Several nights ago, I had the good fortune to acquire, at the very last minute, a pair of tickets to a special showing of Labyrinth at the Brattle Theatre. I took Jazmin with me, and pointed out that, being a Bowie tribute taking place down in Harvard Square -- a place crawling with self-aware weirdos even when the weirdo community isn't in active mourning -- at least a few people in the crowd were likely to dress up. If she wanted to wear any of the evening gowns she'd snagged when she modeled for one of my dearest designers, that event might be a good time.

I wore trousers, boots, a ruffled blouse, and a long coat with satin lapels, topped with a fedora. Menswear, basically. Minimal makeup. I do not drag up especially well. I probably could, if cast as male and given time to work on that specific character, but in general, the note I hit is less Billy Tipton than Marlene Dietrich. I'm still distinctly me, just in clothing of a style that's traditionally considered more masculine than feminine.

David Bowie was the first time I ran into a male entertainer and realized that I could nick his fashion sense wholesale, make absolutely no alterations for my personal gender identity, and be equally fucking fabulous.

I realize that sounds petty. Of all the things you could say about an artist who spent almost fifty years of his life making music and kicking holes in pop culture, going with "He was a really snappy dresser," seems pithy. Our society has an especially difficult time with it. You're denigrated if you don't meet what are honestly some pretty arbitrary standards of beauty, on the basis that if you just had more willpower you'd get there. But pour all that willpower into it, and you're denigrated again on the basis that only vain and shallow people care about appearances.

There's no way to win. Especially if appearances are important to you. There's no good way to explain the difference between 'I feel inadequate for not meeting beauty standards' and 'if I cannot make the outfit look the way I want it to, my brain itches the entire day'. I gather most people think they're the same thing.

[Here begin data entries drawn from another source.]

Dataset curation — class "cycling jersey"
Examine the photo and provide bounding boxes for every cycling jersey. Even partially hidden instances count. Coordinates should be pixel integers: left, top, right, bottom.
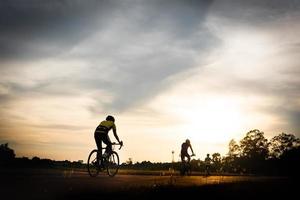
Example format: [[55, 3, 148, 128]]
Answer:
[[181, 142, 190, 154], [96, 120, 116, 134]]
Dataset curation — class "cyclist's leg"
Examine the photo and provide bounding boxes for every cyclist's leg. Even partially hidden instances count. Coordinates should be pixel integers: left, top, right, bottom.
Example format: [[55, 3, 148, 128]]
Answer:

Bowie was always beautifully turned out. Didn't matter whether he was happy, sad, busy, resting, out of his head on drugs, or just deeply disquieted by everything about the 1980s. It was clearly important to him. It wasn't really about being shocking; even when he's in a traditionally masculine suit, he's had it done in shiny burgundy, and when he takes the jacket off he's wearing matching sleeve garters. It's about being meticulous and feeling appropriately finished.

I don't know why other people dress up, but I do it because it's part of the ritual that prepares me for going out and dealing with humans. A trip to CVS for shampoo and chocolate really just requires pants and whatever outerwear the weather dictates, but whenever I go out and do something front-facing -- work doors at a theater or reception at the studio, attend an event, talk to producers -- where I'm going to have to interact with people face-to-face in some sort of meaningful way, I am far more comfortable with makeup and a collection of clothes that has been put together as an actual, coordinated outfit. I don't think I'm unfit for human company without them, but they do serve a purpose. I'm essentially going out in character as someone who is heavily based on me, but has a lot more energy for tedious small talk, and a lot less of a tendency to sit in a corner and watch the all the aliens do their strange social dance. It completes the transformation.

I don't know why Bowie did it either; there are some intimations, especially early on, that it was for more or less the same reasons I do, but I don't know for sure, and he's no longer around to ask. I do know that Bowie always looked enviably at home in everything he wore, no matter how outrageous it was. I got the distinct feeling, especially after watching him do his own face backstage, that this stemmed from the fact that he knew exactly what it looked like, because he'd meant to do that.

The fact that "I meant to do that" is an integral part of the success of any outfit is something that most people don't think to point out to you, ever. It turns out to apply to a lot of things, some of them rather important. The attitude that reassures people that you should absolutely be wearing whatever it is you're wearing also tends to reassure them that you should absolutely be doing whatever it is you're doing, or standing wherever it is you're standing, or walking through whatever door you're walking through, and so on and so forth. "I meant to do that" also trumps "that looks weird" a surprisingly large amount of the time, and not just with clothes. It works for minor things, like recovering after you've screwed something up on stage, but also for more important ones. The more you wander through life acting like there's nothing wrong with the books you read or the songs you sing or the thing you've done to your hair, the more people will treat you like that's true.

It was an important lesson to absorb. I'm glad I managed to cadge it from someone who turned out to be a decent, if very strange and brightly-colored, human being; it's also a thing that can be taken advantage of if you're sociopathic. I'd like to think I wouldn't have listened as well to an asshole, but that also means I'd be missing half of my social skills, because I wouldn't have had any idea how to learn them by just fucking up with grace.